Pantai Kuta ini terletak di bagian selatan Pulau Lombok dan membutuhkan waktu kurang lebih 2 jam dari Mataram. Lokasinya tidak jauh dari Bandara Internasional Lombok. Selama perjalanan ke pantai ini, kami melewati rumah adat penduduk suku sasak yang atapnya terbuat dari ijuk.
Sesampainya di pantai, hari sudah agak siang. Pesona pantai ini benar-benar luar biasa. Lautnya yang tampak biru kehijauan itu tampak tenang dan dangkal. Suasana pantai pun tampak lengang, hanya desir angin pantai dan tawa riang kami yang terdengar di sana. Uniknya, pasir pantai ini memiliki bentuk yang berbeda dari pantai lainnya, yakni berbentuk seperti merica. Tentu saja tak lupa aku membawanya segenggam dalam kaleng bekas minuman untuk oleh-oleh. Hehehehe. Tampak sebuah karang berdiri tegak di tengah laut. Di sisi lainnya, pantai ini dikelilingi oleh bukit-bukit hijau yang sungguh asri. Mengingatkanku akan perbukitan di dunia teletubbies J sungguh suasana melankolis yang membuatku ingin berpuisi dan jadi romantis. :p
Oh ya, di pantai ini juga terdapat sebuah hotel berbintang, yakni Novotel. Hotel milik perusahaan Prancis itu berdiri menghadap ke pantai. Bisa dibayangkan berapa harga menginap permalamnya dengan fasilitas yang memanjakan wisatawan yang benar-benar mendambakan ketenangan serta jauh dari hiruk-pikuknya perkotaan ini? yang jelas saya tak mampu untuk membayarnya. :p
Ketika teman-teman sedang asyik mandi di laut, aku bertugas menjaga barang-barang bawaan di pantai. Di bawah pohon yang cukup rindang, angin semilir berhembus. Matahari tak terlalu menyengat sinarnya kala itu. Seorang bocah laki-laki yang menjual aksesoris pun menghampiriku menawarkan barang dagangannya. Perbincangan singkat dengan bocah itu sempat membuatku trenyuh. Bocah yang kira-kira umur 10tahunan itu masih bersekolah dan berjualan ketika sepulang sekolah atau ketika hari libur. Aku pun membayangkan perjalanan daerah pantai ini yang jujur saja, agak sulit dijangkau, apalagi jika tidak menggunakan kendaraan pribadi. Berapa km yang harus ia tempuh untuk mendapatkan pendidikan dan bekerja seperti ini untuk menyambung hidup setiap harinya? Aku pun membandingkan dengan masa kecilku, hidup dan bersekolah di kota, tak perlu bekerja untuk sesuap nasi, namun aku kadang masih malas-malasan. Sungguh ironis. Dari bocah itu, aku belajar satu hal lagi tentang perjuangan hidup.

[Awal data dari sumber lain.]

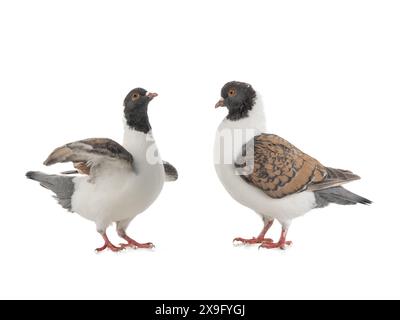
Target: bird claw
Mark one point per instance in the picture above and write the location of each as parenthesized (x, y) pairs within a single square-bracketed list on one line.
[(273, 245), (252, 240), (111, 247), (135, 245)]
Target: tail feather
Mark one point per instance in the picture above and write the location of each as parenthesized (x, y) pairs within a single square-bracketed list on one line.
[(338, 195), (62, 186)]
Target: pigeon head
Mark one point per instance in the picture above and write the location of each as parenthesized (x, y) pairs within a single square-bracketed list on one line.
[(136, 103), (238, 97)]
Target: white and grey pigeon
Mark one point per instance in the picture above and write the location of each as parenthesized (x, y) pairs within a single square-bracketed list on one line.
[(116, 182), (268, 174)]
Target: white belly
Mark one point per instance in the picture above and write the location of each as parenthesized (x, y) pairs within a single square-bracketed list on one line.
[(118, 196)]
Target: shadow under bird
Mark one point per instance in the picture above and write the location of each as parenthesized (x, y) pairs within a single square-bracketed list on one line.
[(266, 173), (114, 183)]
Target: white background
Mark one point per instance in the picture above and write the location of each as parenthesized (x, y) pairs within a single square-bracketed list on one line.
[(329, 72)]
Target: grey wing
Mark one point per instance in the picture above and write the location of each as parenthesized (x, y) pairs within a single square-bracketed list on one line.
[(62, 186), (171, 174), (92, 155)]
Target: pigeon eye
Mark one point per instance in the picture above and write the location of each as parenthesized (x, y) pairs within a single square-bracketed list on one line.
[(232, 93)]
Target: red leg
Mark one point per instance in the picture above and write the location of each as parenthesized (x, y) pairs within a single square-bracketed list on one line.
[(133, 243), (282, 243), (261, 237), (108, 244)]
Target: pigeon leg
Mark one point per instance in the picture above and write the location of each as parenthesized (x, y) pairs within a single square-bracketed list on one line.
[(108, 244), (282, 243), (133, 243), (261, 237)]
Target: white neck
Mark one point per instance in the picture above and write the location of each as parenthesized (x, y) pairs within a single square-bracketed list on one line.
[(139, 144)]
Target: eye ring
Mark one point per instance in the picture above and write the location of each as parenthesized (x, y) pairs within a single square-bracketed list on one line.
[(232, 92)]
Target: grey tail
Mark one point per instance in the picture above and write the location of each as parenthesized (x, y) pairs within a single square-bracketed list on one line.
[(62, 186), (338, 195), (171, 174)]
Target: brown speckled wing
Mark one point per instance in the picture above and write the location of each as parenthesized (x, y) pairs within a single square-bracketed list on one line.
[(280, 169), (88, 154)]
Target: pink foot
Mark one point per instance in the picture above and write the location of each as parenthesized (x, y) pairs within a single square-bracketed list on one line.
[(252, 240), (282, 243), (273, 245), (109, 245), (135, 245)]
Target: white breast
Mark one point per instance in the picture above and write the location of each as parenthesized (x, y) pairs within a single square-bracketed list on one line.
[(121, 193), (230, 137)]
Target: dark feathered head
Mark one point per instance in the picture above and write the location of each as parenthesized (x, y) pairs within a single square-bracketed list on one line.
[(238, 97), (136, 103)]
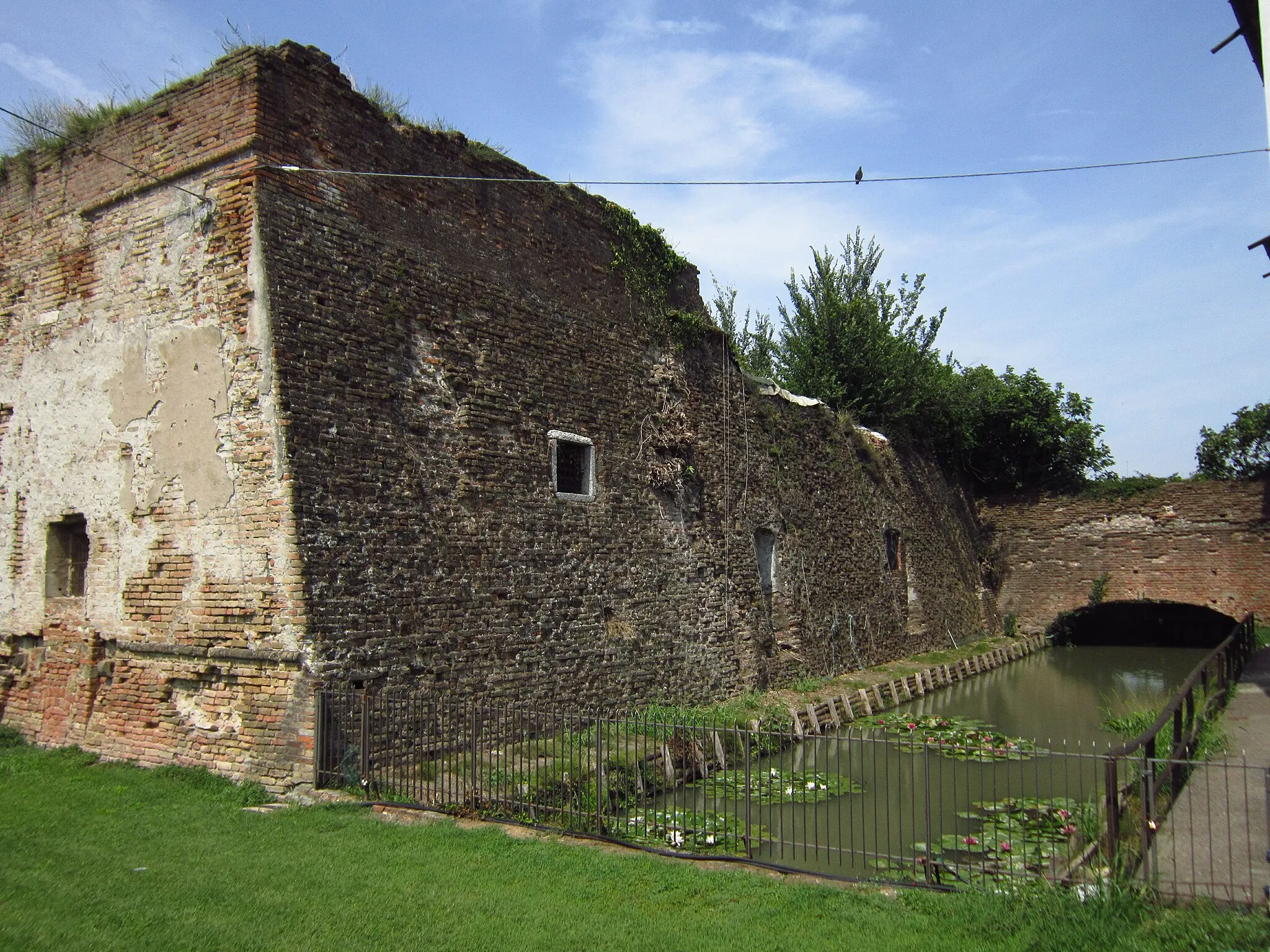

Setelah puas dengan pantai, kami pun pulang. Sore harinya, ada arak-arakan di jalan raya dekat tempat kami menginap. Katanya ada pernikahan adat suku sasak, namanya cicimol. Entah mengapa bayangan jajanan bulat dari kanji berwarna putih itu yang terbayang ketika mendengar kata cicimol (itu mah cimol :p). Namun sayang, kami tak sempat menontonnya karena mereka telah berjalan agak jauh.
Malam itu, kami semua berkumpul : Aku, Indri, Yudhis, mas suta, Ipin, Ditha, Pradhita, andra (adik Dhita), dan seorang teman baru bernama Jabar, asal Mataram yang ternyata juga sekampus dengan kami. Kami pun menghabiskan malam terakhir di Lombok dengan berjalan-jalan dan menyantap ayam taliwang di kaki lima. Kami makan berjajar di depan emperan toko yang sudah tutup.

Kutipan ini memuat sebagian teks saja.